In the House, a Republican aide accused a leading Democrat of a physical confrontation with another GOP aide on the floor the House. The congressman acknowledged a heated exchange but denied jabbing the man in the chest.

In the Senate, a bipartisan proposal to end the shutdown and raise the debt ceiling written by Maine Republican Sen. Susan Collins provided a glimmer of hope Friday. It was declared dead a day later.

Senate Democrats emerged grim-faced from a 90-minute, closed-door meeting where leaders briefed them on nascent talks underway between GOP Senate Minority Leader Mitch McConnell of Kentucky, in place of the Collins proposal, which ran aground amid Democratic opposition.

“Adults will get in the room sooner or later,” said Sen. Joe Manchin III, a West Virginia Democrat, exiting the meeting early.

Manchin had backed Collins’ proposal, which would have funded the government at current levels for six months and raise the debt limit through the end of January. It would have required the House and Senate to enter broader budget negotiations but left in place the deep across-the-board cuts known as the sequester while they talked.

An aide said other Democrats, who had opposed Collins’ proposal because it would have left the sequester untouched, had been growing annoyed with their own leadership late Friday and Saturday morning, as rumors spread that a deal was being forged around its tenets before they had been briefed about it.

“The key to this place is communication, even if there’s nothing to say,” the Democratic aide said. “If members feel like they’re being kept out of the loop, they get upset.”

Likewise, in the House, Virginia Republican Rep. Scott Rigell had a raised-voice hallway confrontation with a member of his leadership in clear view of reporters, demanding to know how House leaders plan to resolve the stalemate.

“If Eric Cantor and John Boehner can’t answer the questions ‘what are we fighting for’ — that’s not good!” Rigell told Rep. Cathy McMorris Rodgers of Washington, the House’s fourth-ranking Republican.

Rigell has been one of the leading Republican voices urging the GOP to pass a measure to reopen the government, even without getting significant changes to the Affordable Care Act in return.

“We’re on the same page, but we need to be able to articulate specific objectives,” he continued, jabbing his finger in the air to make the point, before an aide came over to suggest that the two continue the conversation in private.

But the low point of the day came when a spokesman for GOP House Majority Leader Eric Cantor, of Virginia, accused Rep. Joseph Crowley, a New York Democrat, of having a physical altercation with another Cantor aide on the House floor.

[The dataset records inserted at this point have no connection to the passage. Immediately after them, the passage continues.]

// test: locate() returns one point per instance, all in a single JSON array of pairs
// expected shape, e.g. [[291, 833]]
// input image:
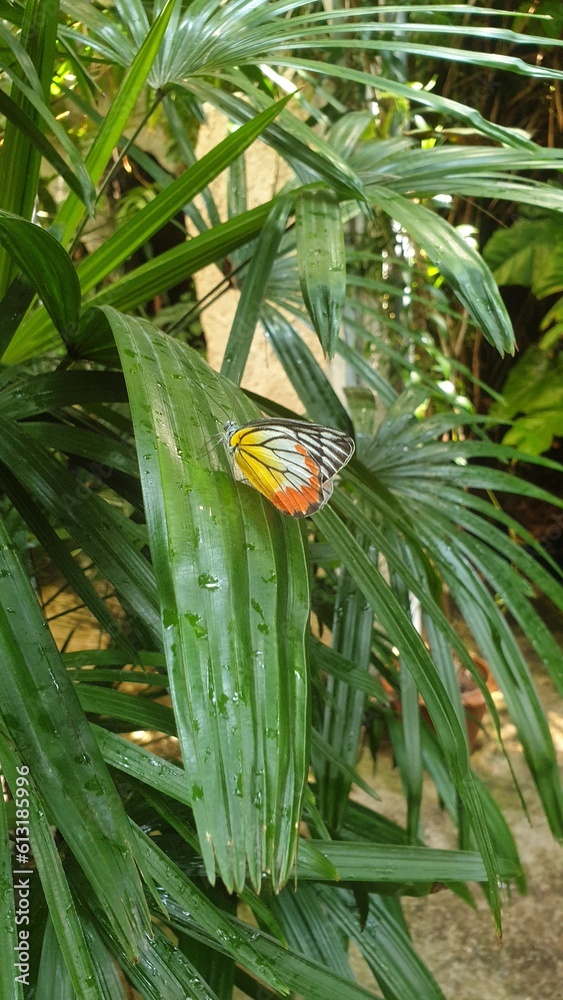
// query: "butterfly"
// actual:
[[291, 462]]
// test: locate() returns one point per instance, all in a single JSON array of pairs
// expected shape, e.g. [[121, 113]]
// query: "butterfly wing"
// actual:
[[290, 462]]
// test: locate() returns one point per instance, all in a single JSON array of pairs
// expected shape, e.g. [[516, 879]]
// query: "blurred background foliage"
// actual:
[[195, 748]]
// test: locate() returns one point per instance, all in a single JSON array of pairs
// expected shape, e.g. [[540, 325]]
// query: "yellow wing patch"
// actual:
[[291, 462]]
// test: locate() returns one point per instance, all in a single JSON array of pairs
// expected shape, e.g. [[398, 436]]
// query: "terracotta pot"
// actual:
[[472, 699]]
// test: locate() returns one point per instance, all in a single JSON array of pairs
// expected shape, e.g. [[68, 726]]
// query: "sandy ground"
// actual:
[[459, 945]]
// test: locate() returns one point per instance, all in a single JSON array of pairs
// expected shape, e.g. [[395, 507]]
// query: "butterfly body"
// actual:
[[291, 462]]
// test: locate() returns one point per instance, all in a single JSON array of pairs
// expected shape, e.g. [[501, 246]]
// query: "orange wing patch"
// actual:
[[290, 462]]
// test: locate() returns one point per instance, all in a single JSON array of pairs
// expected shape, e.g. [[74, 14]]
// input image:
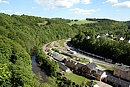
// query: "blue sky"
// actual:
[[70, 9]]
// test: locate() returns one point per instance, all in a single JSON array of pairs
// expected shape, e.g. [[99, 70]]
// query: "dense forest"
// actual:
[[104, 40], [22, 36]]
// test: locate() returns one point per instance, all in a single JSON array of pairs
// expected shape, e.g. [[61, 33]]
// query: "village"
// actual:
[[120, 77]]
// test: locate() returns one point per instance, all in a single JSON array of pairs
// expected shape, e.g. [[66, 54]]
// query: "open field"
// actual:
[[81, 22], [76, 78]]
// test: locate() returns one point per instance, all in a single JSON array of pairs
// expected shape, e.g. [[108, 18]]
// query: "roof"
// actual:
[[62, 66], [79, 65], [99, 72], [118, 81], [91, 66], [122, 67], [58, 58]]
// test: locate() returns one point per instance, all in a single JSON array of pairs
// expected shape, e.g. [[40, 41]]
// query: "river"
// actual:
[[37, 70]]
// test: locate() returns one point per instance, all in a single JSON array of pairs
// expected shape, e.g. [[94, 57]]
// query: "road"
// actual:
[[98, 61]]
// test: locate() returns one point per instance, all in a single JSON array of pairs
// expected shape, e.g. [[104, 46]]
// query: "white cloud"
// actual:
[[86, 1], [4, 1], [125, 4], [5, 11], [111, 1], [34, 7], [83, 11], [60, 3], [18, 13]]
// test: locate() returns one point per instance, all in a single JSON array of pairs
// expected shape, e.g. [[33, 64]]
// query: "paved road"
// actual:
[[99, 61]]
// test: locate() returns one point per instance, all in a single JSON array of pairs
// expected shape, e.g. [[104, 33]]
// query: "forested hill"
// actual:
[[21, 36]]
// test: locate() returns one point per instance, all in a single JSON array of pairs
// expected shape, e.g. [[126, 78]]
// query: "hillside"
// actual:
[[22, 36]]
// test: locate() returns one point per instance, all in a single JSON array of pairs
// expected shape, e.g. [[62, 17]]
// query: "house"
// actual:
[[70, 63], [122, 71], [78, 68], [63, 67], [91, 71], [117, 82]]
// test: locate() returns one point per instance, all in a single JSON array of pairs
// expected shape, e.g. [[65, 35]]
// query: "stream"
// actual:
[[37, 70]]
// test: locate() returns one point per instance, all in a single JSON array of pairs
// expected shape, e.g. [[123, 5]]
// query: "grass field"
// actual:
[[81, 22], [76, 78]]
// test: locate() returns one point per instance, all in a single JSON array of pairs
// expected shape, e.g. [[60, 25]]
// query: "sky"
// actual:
[[69, 9]]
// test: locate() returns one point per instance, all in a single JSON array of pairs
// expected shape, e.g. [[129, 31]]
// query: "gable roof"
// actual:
[[122, 67], [79, 65], [91, 66]]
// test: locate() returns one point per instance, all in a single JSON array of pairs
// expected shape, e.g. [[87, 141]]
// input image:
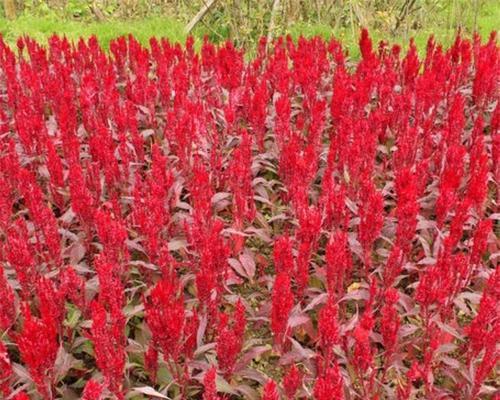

Crowley denied touching the aide during the incident, which came after Republicans shut down an attempt by Democrats to lodge repeated requests for the chamber to consider a bill to reopen the government without any conditions.

“He had come to our side and was yelling across the aisles that they were shutting down the debate and pulling the bill,” Crowley told reporters shortly after the incident.

“I said to him then, the staffer is shutting down democracy! And he said, ‘That’s right,’ “ Crowley said.

Crowley said it was the aide who was out of line and who in fact apologized for his conduct after the encounter. A Cantor spokesman said later that all sides had spoken and resolved the matter.

Talks were expected to continue in the Senate through Sunday, where several members expressed hope that a breakthrough was not far off — always darkest before the dawn, and all that.

“There’s good discussion going,” said Virginia Democratic Sen. Timothy Kaine, generally one of the chamber’s sunniest members. “I see us getting there, in fits and starts.”

But, he conceded: “I think people are pretty tired and haggard.”